President Bola Tinubu has met affected families in Plateau and pledged new security steps after the Anguwan Rukuba attack deepened concern over recurring violence in the state.
Official Security Response
President Bola Tinubu met relatives of victims of the Anguwan Rukuba attack during a town hall session at Yakubu Gowon Airport in Heipang, offering condolences and promising a stronger security response to the violence in Plateau State.
Daily Trust reported that the president addressed grieving families alongside Governor Caleb Mutfwang, the Gbong Gwom Jos, former governors Jonah Jang and Simon Lalong, senior party figures and other religious and community leaders. The gathering underscored the political and emotional weight the killings now carry in Plateau.
Ceasefire and Diplomacy
Tinubu said measures would be put in place to stop a repeat of the attack and announced a plan to deploy more than 5,000 cameras across the state to support security agencies in tracking perpetrators and improving surveillance.

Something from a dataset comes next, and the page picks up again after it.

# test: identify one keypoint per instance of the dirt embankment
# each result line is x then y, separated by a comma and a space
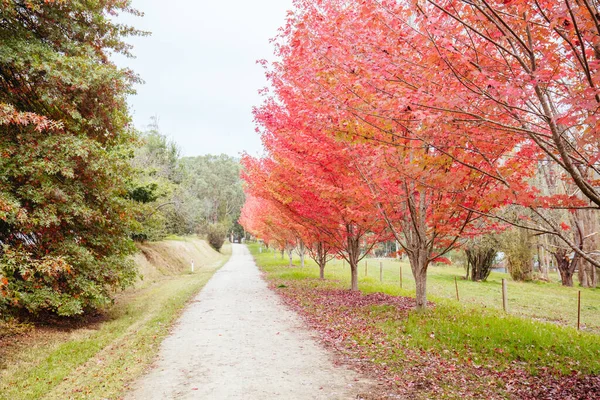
173, 257
29, 351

The visit came after renewed outrage over the latest killings, with the president referring to 28 deaths in the attack even as other earlier official accounts had put the immediate confirmed toll lower. That gap has kept public attention fixed on both accountability and the true scale of the bloodshed.
For Plateau residents, the meeting was more than a condolence call. It was also a test of whether federal assurances would translate into visible protection for communities that have repeatedly faced deadly cycles of violence.